In animals it has an influence on sexual behavior, defensive and aggressive behaviors, as well as on the care of young.


our rhinencephalon converts chemical signals into perception and electrical impulses that travel through our brain in order to fulfill the following vital functions:

  • Survival: detection of harmful substances, polluting gases and rotting food.
  • Collaboration with the sense of taste in the perception of food flavors.
  • Identification of a wide variety of odors (between 5,000 and 10,000).
  • Reinforcement of memory through association of smells and memories.
  • Distinction of new odors among environmental odors in the background.
  • Detection of environmental information.
  • Creation of a representation of the smell.
  • Detection of a pair for mating (has been lost in humans).
  • Detection and orientation to a nutrient source (mainly in non-human animals).
  • Evaluation of the state, type and quality of nutrients (in non-human animals).

The olfactory system and memory

Another body structure to take into account when talking about the olfactory system, beyond the importance of the rhinencephalon, is one known to all of us: the nose, the olfactory organ par excellence. If it were not for it, we would be unable to perceive the vast range of odors that our towns and cities emanate day and night. However, odor processing goes beyond this highly visible part of our body.

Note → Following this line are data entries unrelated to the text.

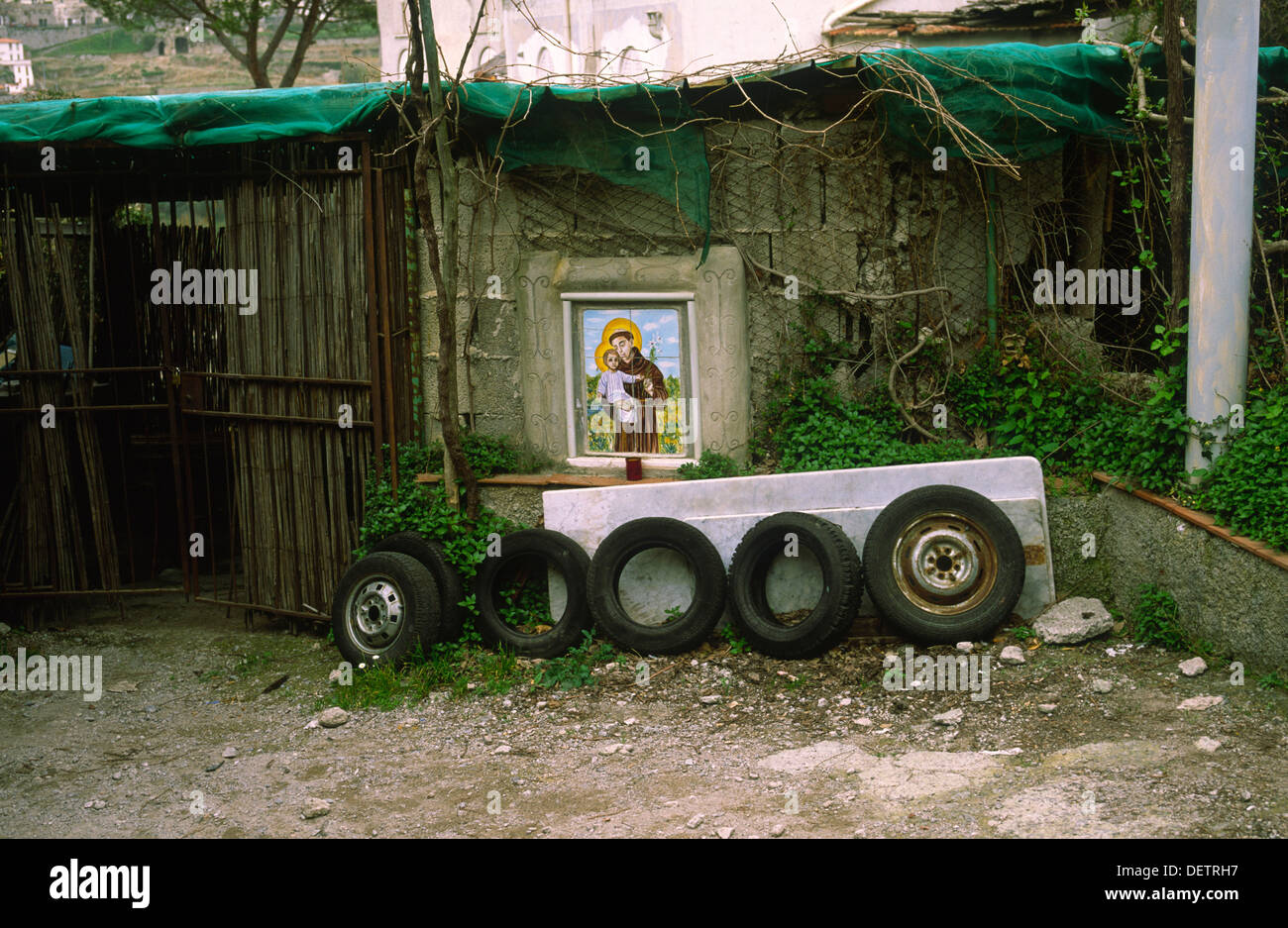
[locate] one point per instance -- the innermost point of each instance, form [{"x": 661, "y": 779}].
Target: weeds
[
  {"x": 737, "y": 643},
  {"x": 574, "y": 670},
  {"x": 1273, "y": 679},
  {"x": 1154, "y": 621},
  {"x": 462, "y": 670}
]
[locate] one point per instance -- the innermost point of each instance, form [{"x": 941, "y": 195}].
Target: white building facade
[
  {"x": 605, "y": 42},
  {"x": 14, "y": 62}
]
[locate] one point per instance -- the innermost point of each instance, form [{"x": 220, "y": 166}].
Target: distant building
[
  {"x": 14, "y": 67},
  {"x": 604, "y": 42},
  {"x": 55, "y": 14}
]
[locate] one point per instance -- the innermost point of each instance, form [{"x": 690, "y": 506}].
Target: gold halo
[{"x": 613, "y": 326}]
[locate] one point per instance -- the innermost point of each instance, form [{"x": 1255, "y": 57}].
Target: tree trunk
[{"x": 443, "y": 254}]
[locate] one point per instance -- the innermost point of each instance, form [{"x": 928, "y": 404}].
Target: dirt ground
[{"x": 814, "y": 748}]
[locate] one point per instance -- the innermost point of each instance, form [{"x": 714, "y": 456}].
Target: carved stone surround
[{"x": 720, "y": 335}]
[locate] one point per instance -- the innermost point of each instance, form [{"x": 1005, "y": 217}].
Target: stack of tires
[{"x": 941, "y": 564}]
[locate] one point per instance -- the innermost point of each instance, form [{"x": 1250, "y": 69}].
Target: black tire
[
  {"x": 842, "y": 585},
  {"x": 970, "y": 567},
  {"x": 519, "y": 553},
  {"x": 684, "y": 632},
  {"x": 369, "y": 628},
  {"x": 451, "y": 591}
]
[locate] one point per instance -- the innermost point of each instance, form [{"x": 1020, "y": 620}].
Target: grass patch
[
  {"x": 738, "y": 644},
  {"x": 574, "y": 670},
  {"x": 447, "y": 667},
  {"x": 117, "y": 42},
  {"x": 1273, "y": 681},
  {"x": 1154, "y": 619}
]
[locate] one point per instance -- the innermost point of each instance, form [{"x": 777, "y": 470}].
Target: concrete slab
[{"x": 724, "y": 510}]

Olfactory molecules that are dispersed in the environment come into contact with the nasal mucosa and reach the receptors of the olfactory epithelium. Receptive neurons send information to the olfactory bulb by means of electrical impulses. And from there, to the limbic system, in charge of centrifuging our brain, stimulating our system of memories and associated emotions.

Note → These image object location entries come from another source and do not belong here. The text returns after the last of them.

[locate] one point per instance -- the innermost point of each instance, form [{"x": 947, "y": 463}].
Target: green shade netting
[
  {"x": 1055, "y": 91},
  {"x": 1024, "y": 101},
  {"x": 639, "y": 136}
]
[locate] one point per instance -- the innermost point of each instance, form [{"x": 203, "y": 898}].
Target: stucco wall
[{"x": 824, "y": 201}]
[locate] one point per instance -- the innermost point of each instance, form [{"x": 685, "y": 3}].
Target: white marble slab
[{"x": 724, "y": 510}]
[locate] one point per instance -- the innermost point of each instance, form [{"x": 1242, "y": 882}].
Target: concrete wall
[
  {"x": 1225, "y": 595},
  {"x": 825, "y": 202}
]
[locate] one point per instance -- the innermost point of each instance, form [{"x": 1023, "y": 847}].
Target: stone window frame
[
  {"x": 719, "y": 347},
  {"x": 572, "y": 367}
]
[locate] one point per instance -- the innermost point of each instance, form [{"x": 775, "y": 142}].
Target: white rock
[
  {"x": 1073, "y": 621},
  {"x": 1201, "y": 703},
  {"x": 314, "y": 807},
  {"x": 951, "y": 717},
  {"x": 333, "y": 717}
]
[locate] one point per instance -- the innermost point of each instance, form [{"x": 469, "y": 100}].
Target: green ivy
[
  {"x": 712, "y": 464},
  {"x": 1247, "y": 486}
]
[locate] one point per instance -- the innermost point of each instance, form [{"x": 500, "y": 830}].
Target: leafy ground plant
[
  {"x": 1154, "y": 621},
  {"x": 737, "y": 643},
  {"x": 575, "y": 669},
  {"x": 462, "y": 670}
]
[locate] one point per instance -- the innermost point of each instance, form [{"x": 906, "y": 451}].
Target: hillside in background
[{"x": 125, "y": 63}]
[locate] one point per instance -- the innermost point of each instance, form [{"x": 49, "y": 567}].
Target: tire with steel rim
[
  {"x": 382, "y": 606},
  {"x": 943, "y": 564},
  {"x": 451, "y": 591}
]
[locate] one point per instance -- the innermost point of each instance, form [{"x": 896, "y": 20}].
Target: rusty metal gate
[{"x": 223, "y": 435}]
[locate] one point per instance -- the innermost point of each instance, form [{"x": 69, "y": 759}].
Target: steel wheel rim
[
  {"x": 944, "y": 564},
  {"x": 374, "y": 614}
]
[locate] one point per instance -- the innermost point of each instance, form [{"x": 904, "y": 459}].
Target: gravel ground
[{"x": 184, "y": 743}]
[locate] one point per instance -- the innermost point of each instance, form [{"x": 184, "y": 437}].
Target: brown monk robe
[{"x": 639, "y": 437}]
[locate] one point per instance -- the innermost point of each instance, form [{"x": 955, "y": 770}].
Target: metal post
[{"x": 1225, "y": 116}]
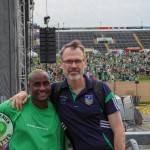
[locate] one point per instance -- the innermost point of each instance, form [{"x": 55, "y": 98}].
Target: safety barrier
[
  {"x": 132, "y": 144},
  {"x": 142, "y": 138}
]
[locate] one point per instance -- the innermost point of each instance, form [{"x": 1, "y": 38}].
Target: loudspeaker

When perceiving a specific smell, we look for a relationship with a stored memory and if we don't have it, we make it up. Depending on the type of memory that is evoked, mood can change or remain unchanged. It is what happens to us when we evoke memories of our childhood, of nature, of the perfume of a person we met, etc.

The effect is so powerful that our brain does not distinguish between the real situation and the evoked situation thanks to the olfactory effect. If the perceived smell is not associated with any memory, the experience of that moment will mark whether that instant in the future will be associated with a positive memory, a dangerous situation, a situation sad etc

All this, of course, happens in our brain automatically and unconsciously, without the direct participation of our conscious attention; the rhinencephalon and other associated biological structures take care of this in a discreet way. In many cases, from that moment on, that particular smell or aroma will be the one that motivates our future actions and the one that generates our acceptance or rejection of the circumstances associated with the same.

Bibliographic references:

  • Trivino Mosquera, M.; Bembibre Serrano, J.; Arnedo Montoro, M. (2019). Neuropsychology of perception. Madrid: Synthesis.